In Denmark meanwhile, police ordered the suspension of all rail services to and from Germany as around 350 migrants refused to disembark from two trains arriving from Denmark's southern neighbour, demanding to continue on to Sweden instead.

After lengthy negotiations, around 100 of them agreed to remain in Denmark and lodge their asylum request there. The 240 or so others were allowed to disembark late Wednesday without police intervening.

"Where they have gone I don't know. I think they were picked up by private cars or have taken taxis further away. We are no longer monitoring them," police commissioner John Andersen told news agency Ritzau.

"We didn't want to empty the train by force," he added.

Most rail services were expected to resume on Thursday.

With pressure mounting for the EU to address the crisis, Juncker urged interior ministers who are meeting next Monday to back his new plan for the relocation of 120,000 refugees from Hungary, Greece, and Italy, and a plan dating from May to relocate 40,000 others in Italy and Greece.

"It is 160,000 that Europe has to take into their arms, this has to be done in a compulsory way," said Juncker.

Countries that refuse could face financial penalties.

Slovakian Prime Minister Robert Fico was among the most vocal opponents of the quota plan, vowing that his country would not bow to pressure from either Germany or France.

"I don't want to wake up one day and have 50,000 people here in this country about whom we know nothing," he said.

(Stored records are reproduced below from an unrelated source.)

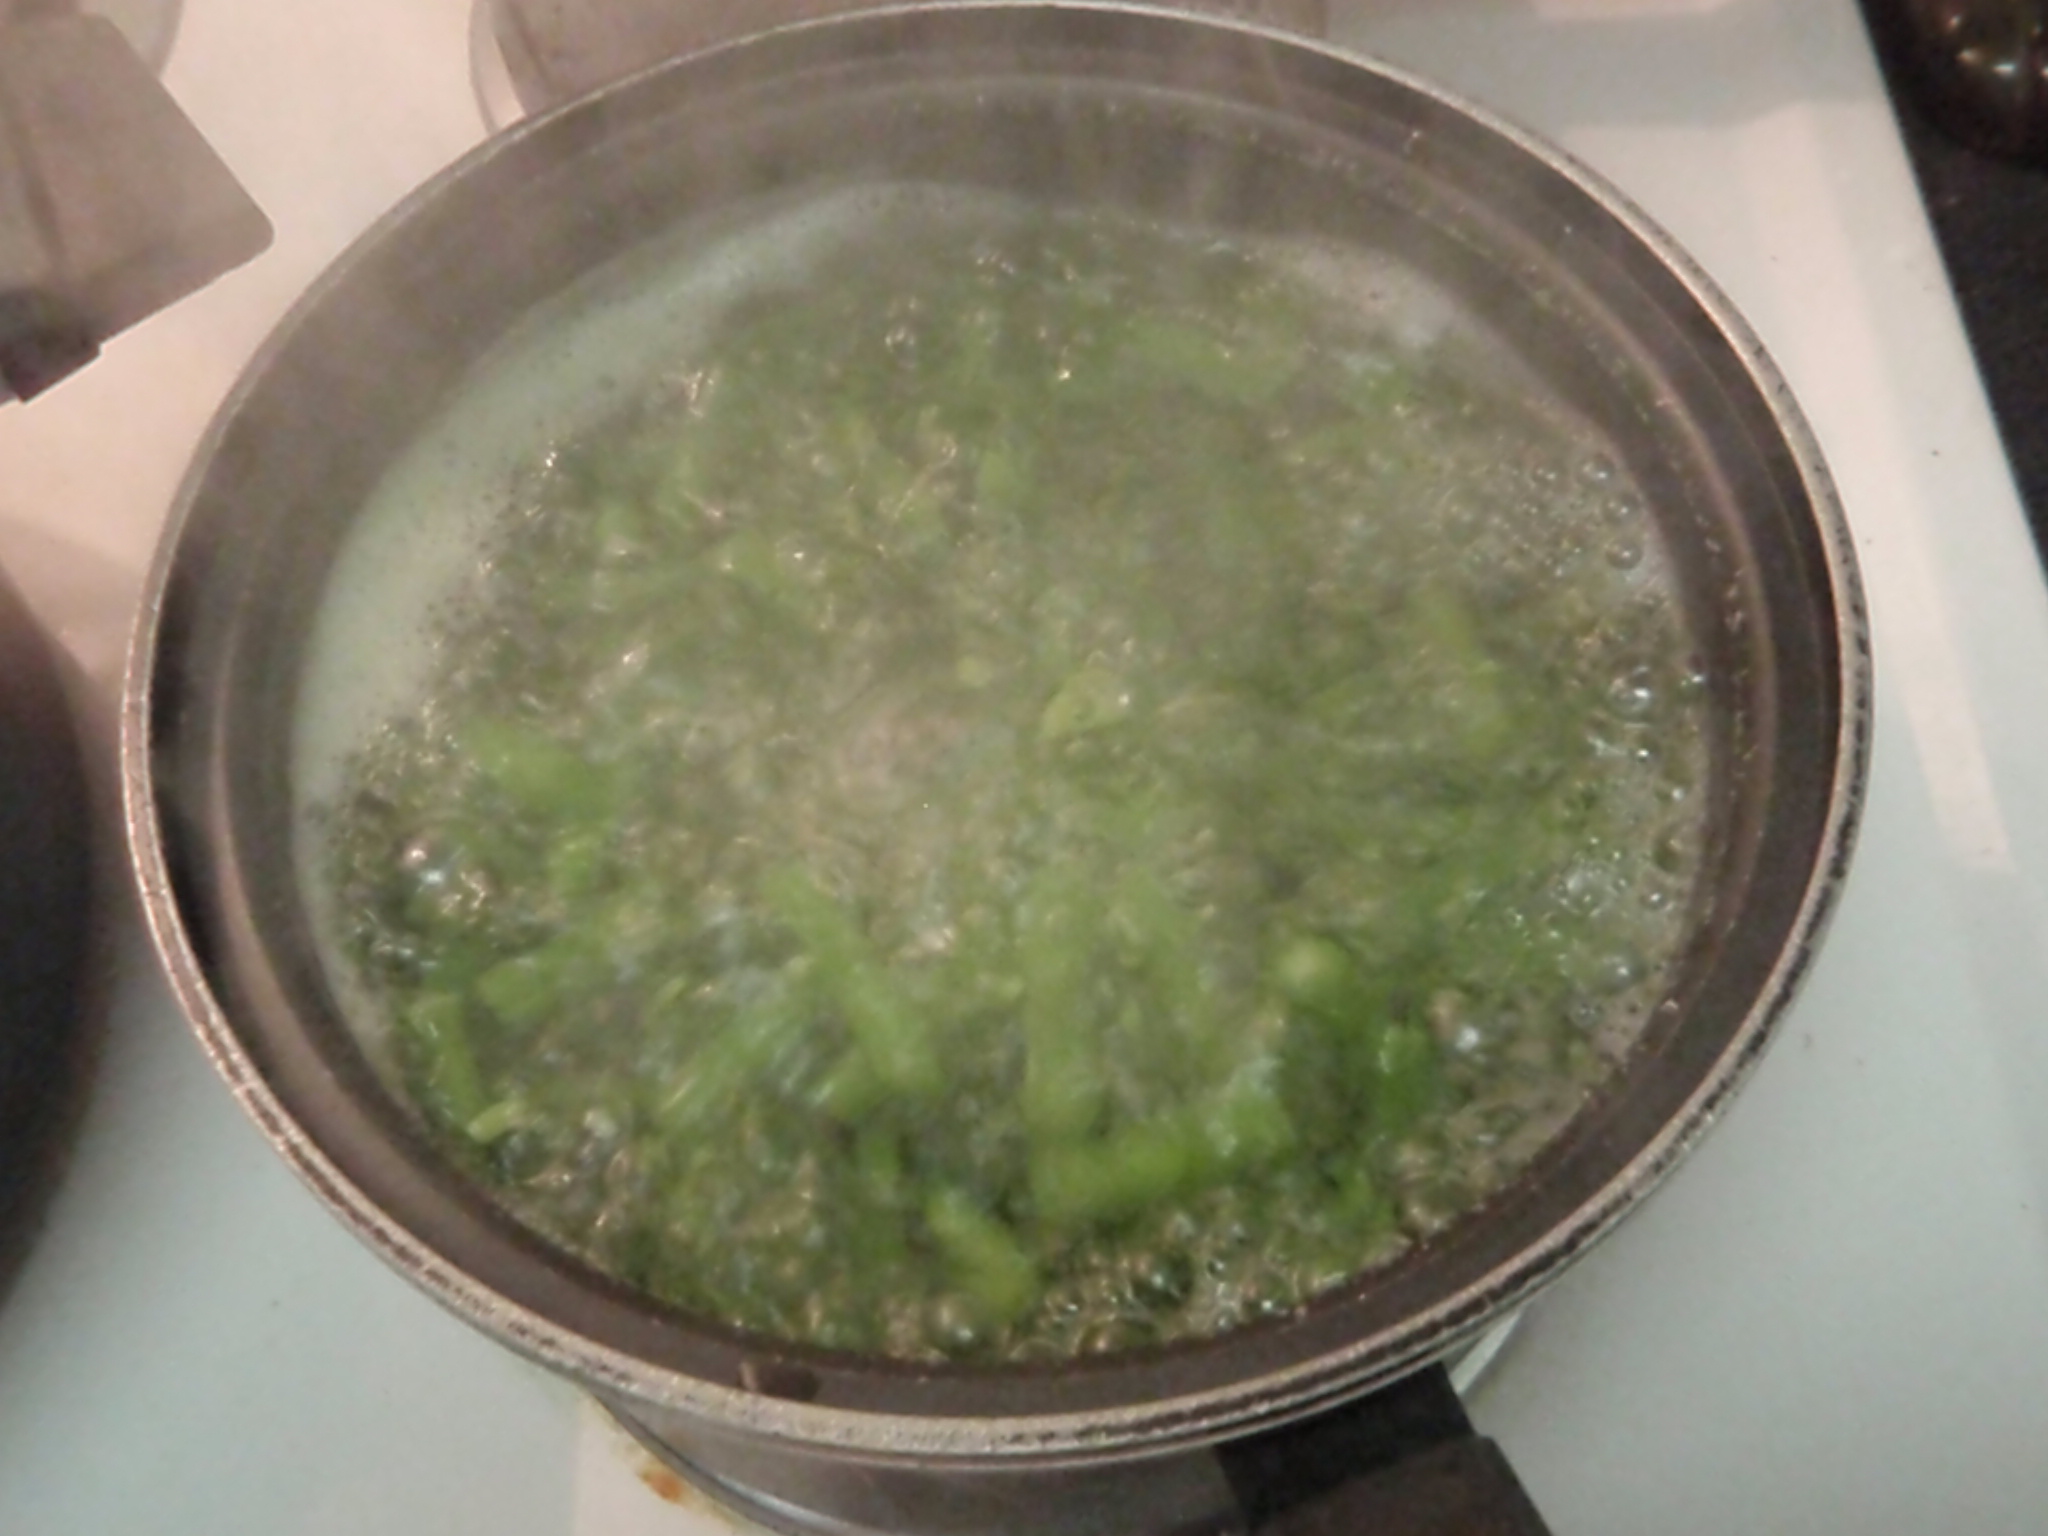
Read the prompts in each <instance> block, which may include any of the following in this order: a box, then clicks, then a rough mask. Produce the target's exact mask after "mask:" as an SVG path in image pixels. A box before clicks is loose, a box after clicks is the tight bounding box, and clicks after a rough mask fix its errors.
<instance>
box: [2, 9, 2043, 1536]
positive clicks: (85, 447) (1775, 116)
mask: <svg viewBox="0 0 2048 1536" xmlns="http://www.w3.org/2000/svg"><path fill="white" fill-rule="evenodd" d="M467 27H469V0H354V2H352V4H346V6H338V4H317V2H315V0H186V6H184V14H182V20H180V31H178V37H176V45H174V49H172V53H170V59H168V66H166V74H164V78H166V84H168V86H170V90H172V94H174V96H176V98H178V100H180V102H182V104H184V109H186V113H188V115H190V117H193V119H195V121H197V123H199V127H201V131H203V133H205V135H207V137H209V139H211V143H213V145H215V150H219V154H221V156H223V160H225V162H227V164H229V166H231V168H233V170H236V174H238V176H240V178H242V180H244V184H246V186H248V190H250V193H252V195H254V197H256V201H258V205H262V207H264V211H266V213H268V215H270V219H272V223H274V227H276V244H274V246H272V250H270V252H266V254H264V256H260V258H258V260H254V262H252V264H248V266H246V268H242V270H238V272H231V274H229V276H225V279H221V281H219V283H215V285H213V287H211V289H207V291H205V293H201V295H197V297H193V299H188V301H184V303H180V305H176V307H174V309H170V311H166V313H162V315H156V317H154V319H150V322H145V324H143V326H137V328H135V330H133V332H129V334H125V336H121V338H119V340H115V342H113V344H111V346H109V348H106V354H104V356H102V358H100V360H98V362H94V365H92V367H88V369H86V371H84V373H80V375H78V377H76V379H72V381H68V383H63V385H61V387H57V389H53V391H51V393H49V395H45V397H43V399H39V401H35V403H33V406H27V408H23V406H14V408H8V410H0V563H4V565H6V569H8V571H10V573H12V578H14V582H16V584H18V586H20V588H23V592H25V596H27V598H29V602H31V606H33V608H35V610H37V614H39V618H41V621H43V625H45V627H47V629H49V633H51V635H53V637H55V639H57V643H59V647H61V651H63V653H66V655H68V659H70V664H72V684H74V692H76V702H78V707H80V715H82V719H84V731H86V739H88V750H90V756H92V764H94V772H96V774H98V780H100V782H98V784H96V791H98V797H100V831H102V836H104V844H106V850H104V852H106V854H109V858H111V860H113V858H117V836H119V834H117V817H115V811H113V793H111V780H113V721H115V692H117V682H119V668H121V653H123V647H125V639H127V629H129V623H131V614H133V604H135V598H137V592H139V586H141V580H143V571H145V567H147V561H150V557H152V549H154V543H156V537H158V530H160V526H162V520H164V516H166V510H168V506H170V500H172V496H174V487H176V481H178V475H180V473H182V469H184V465H186V461H188V459H190V455H193V449H195V444H197V440H199V436H201V432H203V428H205V424H207V418H209V416H211V412H213V410H215V406H217V403H219V399H221V395H223V393H225V391H227V387H229V383H231V381H233V377H236V373H238V369H240V367H242V365H244V360H246V358H248V356H250V352H252V350H254V346H256V344H258V342H260V338H262V336H264V332H266V330H268V328H270V326H272V324H274V322H276V319H279V315H281V313H283V309H285V307H287V305H289V303H291V299H293V297H295V295H297V293H299V291H301V289H303V287H305V285H307V283H309V281H311V279H313V276H315V274H317V272H319V270H322V266H326V264H328V262H330V260H332V258H334V256H338V254H340V250H342V248H344V246H346V242H350V240H352V238H354V236H356V233H360V231H362V229H365V227H367V225H369V223H371V221H373V219H375V217H377V215H379V213H381V211H383V209H385V207H389V205H391V203H393V201H395V199H399V197H401V195H406V193H408V190H412V188H414V186H416V184H418V182H420V180H424V178H426V176H430V174H432V172H436V170H438V168H442V166H446V164H449V162H451V160H455V158H457V156H461V154H463V152H467V150H469V147H473V145H475V143H479V141H481V137H483V133H485V127H483V119H481V115H479V109H477V100H475V94H473V90H471V78H469V37H467ZM1331 33H1333V37H1335V41H1337V43H1341V45H1348V47H1358V49H1366V51H1374V53H1380V55H1382V57H1386V59H1393V61H1397V63H1401V66H1407V68H1413V70H1417V72H1421V74H1427V76H1434V78H1438V80H1442V82H1446V84H1448V86H1452V88H1456V90H1460V92H1464V94H1468V96H1473V98H1477V100H1481V102H1485V104H1487V106H1491V109H1493V111H1497V113H1503V115H1507V117H1509V119H1513V121H1520V123H1524V125H1528V127H1532V129H1536V131H1540V133H1544V135H1548V137H1552V139H1556V141H1561V143H1563V145H1565V147H1567V150H1571V152H1573V154H1577V156H1579V158H1583V160H1585V162H1587V164H1591V166H1593V168H1595V170H1597V172H1602V174H1606V176H1608V178H1612V180H1614V182H1616V184H1618V186H1620V188H1622V190H1624V193H1626V195H1628V197H1632V199H1634V201H1636V203H1638V205H1640V207H1642V209H1645V211H1647V213H1649V215H1651V217H1653V219H1657V221H1661V223H1663V225H1665V227H1667V229H1669V231H1671V233H1673V236H1675V238H1677V240H1679V244H1683V246H1686V248H1688V250H1690V252H1692V254H1694V256H1696V258H1698V260H1700V262H1702V264H1704V268H1706V270H1708V272H1710V274H1712V279H1714V281H1716V283H1720V285H1722V287H1724V289H1726V291H1729V293H1731V297H1733V299H1735V303H1737V305H1739V307H1741V309H1743V311H1745V315H1747V317H1749V322H1751V324H1753V326H1755V328H1757V332H1759V334H1761V338H1763V342H1765V346H1767V348H1769V350H1772V354H1774V356H1776V360H1778V365H1780V367H1782V369H1784V373H1786V375H1788V377H1790V383H1792V389H1794V393H1796V397H1798V399H1800V403H1802V408H1804V410H1806V414H1808V418H1810V422H1812V426H1815V432H1817V436H1819V440H1821V446H1823V451H1825V455H1827V459H1829V463H1831V467H1833V471H1835V477H1837V481H1839V487H1841V494H1843V502H1845V508H1847V516H1849V522H1851V526H1853V532H1855V541H1858V553H1860V557H1862V561H1864V575H1866V582H1868V596H1870V608H1872V625H1874V645H1876V662H1878V731H1876V750H1874V764H1872V782H1870V807H1868V819H1866V827H1864V836H1862V844H1860V850H1858V856H1855V866H1853V870H1851V877H1849V881H1847V887H1845V893H1843V901H1841V907H1839V913H1837V920H1835V926H1833V932H1831V936H1829V940H1827V944H1825V948H1823V952H1821V958H1819V963H1817V967H1815V971H1812V975H1810V979H1808V983H1806V989H1804V993H1802V995H1800V999H1798V1004H1796V1006H1794V1010H1792V1014H1790V1016H1788V1018H1786V1022H1784V1026H1782V1034H1780V1038H1778V1042H1776V1047H1774V1049H1772V1053H1769V1055H1767V1057H1765V1061H1763V1065H1761V1069H1759V1071H1757V1073H1755V1077H1753V1079H1751V1083H1749V1087H1747V1090H1745V1092H1743V1094H1741V1096H1739V1100H1737V1104H1735V1108H1733V1110H1731V1112H1729V1116H1726V1120H1724V1124H1720V1126H1718V1128H1716V1133H1714V1135H1712V1137H1710V1139H1708V1141H1706V1145H1704V1147H1702V1149H1700V1151H1698V1153H1696V1155H1694V1157H1692V1159H1690V1161H1688V1163H1686V1167H1683V1169H1679V1174H1677V1176H1675V1178H1673V1180H1671V1182H1669V1184H1667V1186H1665V1190H1663V1192H1659V1196H1657V1198H1655V1200H1651V1202H1649V1206H1647V1208H1642V1210H1640V1212H1638V1214H1634V1217H1632V1219H1630V1221H1628V1223H1624V1227H1622V1229H1620V1231H1618V1233H1616V1235H1614V1237H1612V1239H1610V1241H1608V1243H1606V1245H1602V1247H1599V1251H1595V1253H1593V1255H1589V1257H1587V1260H1585V1262H1583V1264H1581V1266H1579V1268H1577V1270H1573V1272H1571V1274H1569V1276H1567V1278H1565V1280H1563V1282H1561V1284H1556V1286H1554V1290H1550V1292H1548V1294H1546V1296H1544V1298H1542V1303H1540V1305H1538V1307H1536V1309H1532V1311H1530V1315H1528V1319H1526V1321H1524V1325H1522V1329H1520V1331H1518V1335H1516V1337H1513V1341H1511V1343H1509V1348H1507V1350H1505V1354H1503V1360H1501V1362H1499V1368H1497V1372H1495V1374H1493V1376H1491V1380H1489V1382H1485V1384H1483V1386H1481V1391H1479V1395H1477V1399H1475V1419H1477V1421H1479V1427H1481V1430H1483V1432H1485V1434H1491V1436H1495V1438H1497V1440H1499V1442H1501V1444H1503V1446H1505V1450H1507V1452H1509V1456H1511V1458H1513V1462H1516V1466H1518V1470H1520V1475H1522V1479H1524V1481H1526V1485H1528V1487H1530V1491H1532V1493H1534V1497H1536V1501H1538V1505H1540V1507H1542V1509H1544V1513H1546V1516H1548V1520H1550V1522H1552V1526H1554V1528H1556V1530H1559V1532H1577V1534H1581V1536H1597V1534H1602V1532H1614V1536H1628V1534H1634V1532H1659V1534H1661V1536H1683V1534H1686V1532H1702V1534H1706V1532H1714V1534H1716V1536H1718V1534H1720V1532H1731V1530H1759V1532H1774V1534H1786V1536H1790V1534H1798V1532H1827V1534H1833V1532H1843V1530H1855V1532H1868V1534H1882V1532H1923V1530H1937V1528H1952V1530H1966V1532H1972V1534H1980V1536H1989V1534H1993V1532H2015V1534H2017V1532H2034V1530H2038V1528H2040V1524H2042V1511H2044V1509H2048V1458H2042V1456H2040V1446H2042V1444H2048V1393H2044V1391H2042V1382H2044V1380H2048V1307H2044V1305H2042V1300H2044V1296H2048V1223H2044V1212H2048V1206H2044V1194H2048V1188H2044V1186H2048V1018H2044V1014H2048V975H2044V969H2048V967H2044V956H2048V922H2044V920H2048V905H2044V881H2048V709H2044V707H2042V705H2044V690H2048V682H2044V680H2048V588H2044V584H2042V575H2040V565H2038V563H2036V555H2034V549H2032V545H2030V537H2028V528H2025V522H2023V518H2021V512H2019V504H2017V498H2015V494H2013V485H2011V477H2009V471H2007V465H2005V459H2003V453H2001V449H1999V442H1997V436H1995V430H1993V424H1991V416H1989V412H1987V406H1985V399H1982V391H1980V387H1978V381H1976V371H1974V367H1972V362H1970V354H1968V348H1966V342H1964V336H1962V330H1960V326H1958V319H1956V309H1954V301H1952V295H1950V289H1948V281H1946V276H1944V270H1942V264H1939V258H1937V254H1935V246H1933V242H1931V236H1929V229H1927V221H1925V215H1923V213H1921V205H1919V199H1917V195H1915V186H1913V178H1911V170H1909V166H1907V160H1905V154H1903V150H1901V141H1898V135H1896V129H1894V125H1892V117H1890V109H1888V104H1886V98H1884V90H1882V86H1880V80H1878V74H1876V68H1874V63H1872V55H1870V45H1868V39H1866V35H1864V29H1862V23H1860V16H1858V10H1855V4H1853V0H1331ZM119 879H123V877H121V872H119V870H115V881H111V885H115V889H117V897H115V899H113V901H109V911H106V913H104V924H106V948H109V956H111V958H109V967H111V975H109V1004H106V1008H109V1018H106V1026H104V1028H106V1040H104V1059H102V1063H100V1073H98V1081H96V1083H94V1090H92V1100H90V1106H88V1110H86V1118H84V1130H82V1135H80V1141H78V1147H76V1155H74V1163H72V1169H70V1176H68V1180H66V1184H63V1188H61V1190H59V1194H57V1198H55V1204H53V1208H51V1217H49V1225H47V1229H45V1233H43V1237H41V1241H39V1245H37V1249H35V1251H33V1255H31V1260H29V1264H27V1266H25V1270H23V1274H20V1280H18V1284H16V1288H14V1292H12V1296H10V1298H8V1300H6V1307H4V1309H0V1530H6V1532H20V1534H23V1536H102V1534H104V1532H117V1530H129V1528H143V1530H150V1532H158V1534H162V1536H201V1534H205V1536H223V1534H225V1536H231V1534H236V1532H264V1534H266V1536H274V1534H281V1532H293V1534H301V1532H303V1534H307V1536H313V1534H322V1532H336V1534H342V1532H346V1534H350V1536H352V1534H356V1532H387V1534H389V1536H416V1534H418V1536H426V1534H430V1532H432V1534H440V1532H471V1530H489V1532H496V1534H498V1536H600V1534H602V1536H635V1534H639V1532H647V1534H649V1536H657V1534H659V1532H670V1534H676V1532H707V1530H715V1528H717V1522H713V1518H711V1516H707V1513H705V1511H702V1507H700V1505H698V1503H692V1501H690V1497H688V1495H686V1493H682V1491H680V1489H676V1487H674V1485H670V1483H668V1481H666V1479H664V1477H662V1475H659V1473H655V1470H653V1468H649V1466H645V1464H643V1462H641V1460H639V1456H637V1452H635V1450H631V1448H629V1446H627V1444H625V1442H623V1438H621V1436H616V1434H614V1432H612V1430H608V1427H606V1425H604V1423H602V1421H600V1419H598V1417H596V1415H594V1411H590V1409H586V1407H582V1403H580V1397H578V1395H575V1393H573V1391H571V1389H569V1386H563V1384H559V1382H555V1380H551V1378H547V1376H543V1374H541V1372H539V1370H535V1368H530V1366H526V1364H522V1362H518V1360H514V1358H512V1356H510V1354H506V1352H504V1350H500V1348H498V1346H496V1343H489V1341H487V1339H483V1337H481V1335H475V1333H471V1331H469V1329H467V1327H463V1325H461V1323H457V1321H455V1319H451V1317H446V1315H444V1313H440V1309H436V1307H434V1305H432V1303H430V1300H426V1298H424V1296H420V1294H416V1292H414V1290H412V1288H410V1286H408V1284H406V1282H403V1280H399V1278H397V1276H395V1274H391V1272H389V1270H385V1268H383V1264H381V1262H379V1260H377V1257H373V1255H371V1253H369V1251H367V1249H365V1247H360V1245H356V1243H354V1239H350V1237H348V1235H346V1233H344V1231H342V1229H340V1227H338V1225H336V1223H334V1221H330V1219H328V1217H326V1212H324V1210H322V1208H319V1206H317V1204H315V1200H311V1198H309V1196H307V1194H305V1192H303V1190H301V1188H299V1186H297V1184H295V1180H293V1178H291V1174H289V1171H287V1169H285V1165H283V1163H281V1161H279V1159H276V1157H274V1155H272V1153H270V1151H268V1147H266V1145H264V1143H262V1139H260V1135H258V1133H256V1128H254V1126H252V1124H250V1122H248V1120H246V1118H244V1116H242V1114H240V1110H238V1108H236V1104H233V1100H231V1096H229V1094H227V1090H225V1087H223V1085H221V1081H219V1079H217V1077H215V1075H213V1071H211V1067H209V1065H207V1061H205V1057H203V1055H201V1051H199V1049H197V1044H195V1040H193V1036H190V1032H188V1028H186V1026H184V1022H182V1018H180V1016H178V1010H176V1006H174V1004H172V999H170V993H168V989H166V985H164V981H162V979H160V973H158V967H156V958H154V954H152V950H150V946H147V940H145V936H143V932H141V924H139V920H137V915H135V909H133V903H129V901H127V899H123V897H121V895H119V885H117V881H119ZM666 1495H674V1497H680V1499H682V1503H676V1501H672V1499H670V1497H666Z"/></svg>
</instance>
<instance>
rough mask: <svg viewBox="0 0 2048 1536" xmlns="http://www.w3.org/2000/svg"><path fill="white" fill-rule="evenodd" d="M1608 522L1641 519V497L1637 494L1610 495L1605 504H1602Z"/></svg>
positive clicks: (1628, 520) (1603, 509)
mask: <svg viewBox="0 0 2048 1536" xmlns="http://www.w3.org/2000/svg"><path fill="white" fill-rule="evenodd" d="M1602 512H1604V514H1606V518H1608V522H1616V524H1628V522H1640V520H1642V498H1638V496H1626V494H1624V496H1610V498H1608V502H1606V506H1602Z"/></svg>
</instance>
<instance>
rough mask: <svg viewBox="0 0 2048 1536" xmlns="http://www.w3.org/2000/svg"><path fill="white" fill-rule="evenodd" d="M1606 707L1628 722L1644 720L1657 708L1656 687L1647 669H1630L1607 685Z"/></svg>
mask: <svg viewBox="0 0 2048 1536" xmlns="http://www.w3.org/2000/svg"><path fill="white" fill-rule="evenodd" d="M1608 707H1610V709H1614V713H1616V715H1620V717H1622V719H1630V721H1640V719H1645V717H1647V715H1649V713H1651V711H1653V709H1655V707H1657V686H1655V678H1653V676H1651V670H1649V668H1630V670H1628V672H1624V674H1622V676H1618V678H1616V680H1614V682H1610V684H1608Z"/></svg>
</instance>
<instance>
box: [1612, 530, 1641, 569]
mask: <svg viewBox="0 0 2048 1536" xmlns="http://www.w3.org/2000/svg"><path fill="white" fill-rule="evenodd" d="M1606 557H1608V565H1612V567H1614V569H1618V571H1632V569H1636V565H1640V563H1642V541H1640V539H1628V537H1622V539H1614V541H1612V543H1610V545H1608V549H1606Z"/></svg>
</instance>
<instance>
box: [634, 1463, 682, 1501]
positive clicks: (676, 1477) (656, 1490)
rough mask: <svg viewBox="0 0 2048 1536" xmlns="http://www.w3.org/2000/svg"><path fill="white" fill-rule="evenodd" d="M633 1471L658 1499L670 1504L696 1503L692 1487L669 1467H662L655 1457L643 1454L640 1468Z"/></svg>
mask: <svg viewBox="0 0 2048 1536" xmlns="http://www.w3.org/2000/svg"><path fill="white" fill-rule="evenodd" d="M633 1470H635V1473H637V1475H639V1481H641V1483H645V1485H647V1487H649V1489H651V1491H653V1495H655V1497H657V1499H666V1501H668V1503H694V1499H692V1491H690V1485H688V1483H684V1481H682V1479H680V1477H676V1473H674V1470H670V1468H668V1466H662V1462H657V1460H655V1458H653V1456H647V1454H641V1460H639V1466H635V1468H633Z"/></svg>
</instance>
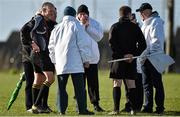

As the international community grappled for a solution to the crisis, Norway's Prime Minister Erna Solberg proposed hosting a donors' conference to help the millions of Syrians displaced by war.

And at the United Nations, proposals were being floated to authorise EU countries to board and search vessels off Libya suspected of smuggling migrants.

Children who died with Aylan buried

The EU quota plans must be approved by a majority of EU states, and Berlin said it was open to a special EU refugee summit after the ministers' meeting and ahead of the next scheduled EU summit on October 14.

Germany would take more than 31,000 migrants, France 24,000 and Spain almost 15,000, under the plan.

Juncker's proposals also include a permanent relocation system, and possible revision of the EU's Dublin Treaty, under which asylum claims must be processed by the first country that refugees arrive in.

He also unveiled a list of "safe countries" including Turkey and the Balkan states that migrants would generally have to return to, plus a 1.8 billion-euro ($2.0 billion) fund to help poor sub-Saharan countries, the source of many migrants.

More than 380,000 people have arrived in Europe by sea this year, figures from the UN's refugee agency showed Tuesday, including close to 260,000 in Greece and 121,000 in Italy.

The human cost of the tragedy was highlighted as an Iraqi family caught up in the boat accident that claimed the life of Aylan Kurdi buried their two children who drowned along with the Syrian toddler on their way to Greece.

"Everyone was talking about this route, so we decided that we would leave, to provide them with a better life," said Zainab Abbas, the mother of eight-year-old boy Haidar and 12-year-old girl Zainab, who died in the accident off the coast of Turkey.